By Nick Simonson
From a mild winter with limited snow to a warm spring, conditions were nearly ideal for ringneck pheasants in North Dakota over the past 12 months, and an increase of approximately 25 percent in birds observed statewide in summer roadside counts conducted by the North Dakota Game & Fish Department (NDG&F) reflected those favorable factors. While the average number of chicks per brood was off about 12 percent from the previous survey due to a cooler, wetter stretch across the Peace Garden State in June after the hatch which hurt recruitment, RJ Gross, NDG&F Upland Game Biologist points to a greater number of broods observed as buoying population surveys this summer.
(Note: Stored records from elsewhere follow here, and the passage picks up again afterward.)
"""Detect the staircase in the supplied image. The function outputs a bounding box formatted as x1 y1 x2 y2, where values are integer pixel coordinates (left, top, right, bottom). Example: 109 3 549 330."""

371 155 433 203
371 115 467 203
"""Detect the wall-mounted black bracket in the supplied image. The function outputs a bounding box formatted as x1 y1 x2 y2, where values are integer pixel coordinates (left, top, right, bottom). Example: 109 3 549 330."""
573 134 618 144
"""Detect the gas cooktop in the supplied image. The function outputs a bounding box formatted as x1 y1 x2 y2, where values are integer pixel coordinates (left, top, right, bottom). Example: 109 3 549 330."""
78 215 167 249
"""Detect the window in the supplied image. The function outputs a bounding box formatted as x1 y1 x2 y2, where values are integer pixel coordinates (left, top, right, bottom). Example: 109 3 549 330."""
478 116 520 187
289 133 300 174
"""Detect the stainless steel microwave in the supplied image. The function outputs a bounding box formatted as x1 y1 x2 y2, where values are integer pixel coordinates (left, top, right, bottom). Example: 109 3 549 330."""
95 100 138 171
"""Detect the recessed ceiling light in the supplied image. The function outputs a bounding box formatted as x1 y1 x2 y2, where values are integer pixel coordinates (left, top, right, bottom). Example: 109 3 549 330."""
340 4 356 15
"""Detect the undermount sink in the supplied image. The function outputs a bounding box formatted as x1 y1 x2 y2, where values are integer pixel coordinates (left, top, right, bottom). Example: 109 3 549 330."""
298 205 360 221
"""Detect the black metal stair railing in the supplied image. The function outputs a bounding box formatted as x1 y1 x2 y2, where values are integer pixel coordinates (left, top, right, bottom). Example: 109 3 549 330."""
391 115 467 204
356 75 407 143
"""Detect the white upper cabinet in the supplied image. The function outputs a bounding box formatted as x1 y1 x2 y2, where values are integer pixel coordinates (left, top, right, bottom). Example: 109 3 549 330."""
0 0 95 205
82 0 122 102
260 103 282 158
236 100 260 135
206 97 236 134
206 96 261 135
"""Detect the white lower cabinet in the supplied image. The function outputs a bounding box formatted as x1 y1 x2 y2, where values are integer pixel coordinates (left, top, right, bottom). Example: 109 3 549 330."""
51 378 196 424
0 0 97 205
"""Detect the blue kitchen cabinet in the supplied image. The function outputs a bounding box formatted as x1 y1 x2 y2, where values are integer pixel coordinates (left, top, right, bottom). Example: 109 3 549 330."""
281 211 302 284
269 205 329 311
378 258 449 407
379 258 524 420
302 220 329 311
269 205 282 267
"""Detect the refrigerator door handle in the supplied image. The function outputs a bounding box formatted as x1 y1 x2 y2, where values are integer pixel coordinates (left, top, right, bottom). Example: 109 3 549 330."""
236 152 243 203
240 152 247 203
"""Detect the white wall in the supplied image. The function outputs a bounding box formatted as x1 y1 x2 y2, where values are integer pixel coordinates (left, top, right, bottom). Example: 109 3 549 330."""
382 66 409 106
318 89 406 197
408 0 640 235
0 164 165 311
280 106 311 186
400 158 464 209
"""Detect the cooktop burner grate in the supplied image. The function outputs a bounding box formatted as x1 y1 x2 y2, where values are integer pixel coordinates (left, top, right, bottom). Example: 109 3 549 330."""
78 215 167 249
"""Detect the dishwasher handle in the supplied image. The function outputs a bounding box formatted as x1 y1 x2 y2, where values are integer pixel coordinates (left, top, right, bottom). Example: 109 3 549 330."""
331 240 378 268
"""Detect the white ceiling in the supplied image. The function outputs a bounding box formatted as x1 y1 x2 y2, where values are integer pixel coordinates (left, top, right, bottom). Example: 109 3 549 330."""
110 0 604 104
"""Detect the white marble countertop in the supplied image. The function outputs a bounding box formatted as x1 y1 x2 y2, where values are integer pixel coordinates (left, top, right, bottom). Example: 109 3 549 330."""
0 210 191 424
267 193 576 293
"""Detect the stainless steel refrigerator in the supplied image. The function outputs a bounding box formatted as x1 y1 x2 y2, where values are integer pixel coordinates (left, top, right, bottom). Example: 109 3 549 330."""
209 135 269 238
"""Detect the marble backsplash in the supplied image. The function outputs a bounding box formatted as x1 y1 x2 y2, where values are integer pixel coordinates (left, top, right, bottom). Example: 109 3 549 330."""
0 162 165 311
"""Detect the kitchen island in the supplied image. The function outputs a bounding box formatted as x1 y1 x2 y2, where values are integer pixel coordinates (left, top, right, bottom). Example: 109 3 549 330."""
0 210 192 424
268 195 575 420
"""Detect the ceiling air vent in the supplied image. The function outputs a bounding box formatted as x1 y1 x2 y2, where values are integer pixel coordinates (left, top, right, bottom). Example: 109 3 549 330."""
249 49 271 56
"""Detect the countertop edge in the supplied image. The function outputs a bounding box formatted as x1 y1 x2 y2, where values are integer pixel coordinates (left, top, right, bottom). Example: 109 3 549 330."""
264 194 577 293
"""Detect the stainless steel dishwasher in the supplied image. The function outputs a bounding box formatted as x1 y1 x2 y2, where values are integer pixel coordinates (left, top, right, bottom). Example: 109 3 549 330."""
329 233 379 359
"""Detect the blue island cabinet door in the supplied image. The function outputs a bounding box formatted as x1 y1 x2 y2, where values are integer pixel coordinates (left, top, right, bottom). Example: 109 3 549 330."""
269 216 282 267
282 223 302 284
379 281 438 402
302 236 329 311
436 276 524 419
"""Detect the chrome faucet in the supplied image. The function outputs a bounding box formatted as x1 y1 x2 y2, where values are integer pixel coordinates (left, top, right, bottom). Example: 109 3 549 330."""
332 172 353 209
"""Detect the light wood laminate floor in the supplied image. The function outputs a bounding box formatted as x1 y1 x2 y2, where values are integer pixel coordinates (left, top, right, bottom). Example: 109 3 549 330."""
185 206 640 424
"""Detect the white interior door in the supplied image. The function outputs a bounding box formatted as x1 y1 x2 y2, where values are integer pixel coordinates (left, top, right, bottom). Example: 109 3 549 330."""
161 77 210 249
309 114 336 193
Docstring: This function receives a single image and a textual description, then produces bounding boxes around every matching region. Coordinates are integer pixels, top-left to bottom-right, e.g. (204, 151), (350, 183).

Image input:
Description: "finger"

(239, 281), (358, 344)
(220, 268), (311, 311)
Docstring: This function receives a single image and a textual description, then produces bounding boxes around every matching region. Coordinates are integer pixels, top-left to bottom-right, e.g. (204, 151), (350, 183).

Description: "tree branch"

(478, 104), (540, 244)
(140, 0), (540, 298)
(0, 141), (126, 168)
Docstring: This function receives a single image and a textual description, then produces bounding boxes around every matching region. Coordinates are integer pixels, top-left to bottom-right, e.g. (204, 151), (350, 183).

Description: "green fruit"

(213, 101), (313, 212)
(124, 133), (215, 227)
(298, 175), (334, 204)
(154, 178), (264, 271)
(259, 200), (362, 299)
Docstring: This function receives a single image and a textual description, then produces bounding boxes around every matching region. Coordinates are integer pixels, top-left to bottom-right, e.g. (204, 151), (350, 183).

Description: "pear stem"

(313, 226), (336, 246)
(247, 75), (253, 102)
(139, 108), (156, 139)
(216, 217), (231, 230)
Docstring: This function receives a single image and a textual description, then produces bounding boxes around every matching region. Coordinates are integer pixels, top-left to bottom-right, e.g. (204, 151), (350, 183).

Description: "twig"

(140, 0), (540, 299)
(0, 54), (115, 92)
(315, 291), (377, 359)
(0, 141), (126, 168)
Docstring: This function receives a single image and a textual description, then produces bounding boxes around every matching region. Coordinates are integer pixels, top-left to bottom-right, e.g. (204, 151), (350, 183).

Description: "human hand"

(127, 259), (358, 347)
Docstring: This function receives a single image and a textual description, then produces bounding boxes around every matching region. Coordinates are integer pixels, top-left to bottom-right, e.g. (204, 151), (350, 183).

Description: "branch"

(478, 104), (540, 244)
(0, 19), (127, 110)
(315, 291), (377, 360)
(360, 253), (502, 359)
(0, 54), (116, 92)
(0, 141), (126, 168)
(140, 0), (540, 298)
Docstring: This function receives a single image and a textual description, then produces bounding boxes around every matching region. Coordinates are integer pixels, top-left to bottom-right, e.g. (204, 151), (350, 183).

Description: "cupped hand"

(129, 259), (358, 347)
“It could have been fantastic, we had 11 months that were perfect for raising pheasants. But of course, June had to be cold and wet, and that impacted it a bit,” Gross stated, adding, “comparatively we are back to where we were before the 2017 drought.”
The statewide average of 94.5 pheasants observed per 100 miles is the highest total tallied by the agency in the past 10 years, and is nearly 50 percent higher than the 10-year average of 63. Similarly, statewide numbers of observed broods at 11.6 sets of chicks per 100 miles driven was the highest seen since 2016, when the average was 12, with the ten-year average being 7.6.
Better Trends, Welcome Rebounds
The northwestern survey district, which consists of an area roughly from the north shores of Lake Sakakawea west and north to the state line and Canadian border, was the showcase survey area, boasting bird tallies of 164 pheasants per 100 miles driven, up slightly from 2023, and the highest it has been in the last 10 years. Broods counted were also up, with nearly 21 seen per 100 miles driven, the second consecutive 10 year high after a nine-year average of just 6.6 broods from 2014 to 2022.
The southwestern survey district finally exhibited a strong rebound in this year’s survey, after struggling to overcome habitat deficiencies and brutal drought years in 2017 and 2021 which stifled recruitment of pheasant chicks, due to lack of insect production for the young birds to eat in the early days of life. Pheasants seen per 100 miles were up from 86.2 last year to 118.9 in 2024. Broods also spiked to 13.8 seen per 100 miles, increasing 42 percent from 2023, up from lows of 3 and 2.6 in 2021 and 2017 respectively.

“The southwest, they had the best production this year and the second most adults seen, so that was good and they’re about 75 percent of what they were before the 2017 drought. And there were definitely parts as you get farther and farther down in the southwest, it seems that is where the best production for pheasants were and that’s where a lot of people go; that Bowman-Hettinger-Mott area,” Gross details.
In North Dakota’s secondary pheasant range, the southeastern portion of the state posted modest gains with a 6.2 percent increase in pheasants observed, but a bump in broods counted by more than a third. In the northeast, which is bounded by the Missouri River on the west and I-94 in the south, pheasants observed jumped to 37.3 from last year’s tally of 19.2 and broods nearly doubled to 4.3 from 2.2 per 100 miles in 2023. Increases in the latter survey district typically were observed in those counties along I-94 and closer to the Missouri River.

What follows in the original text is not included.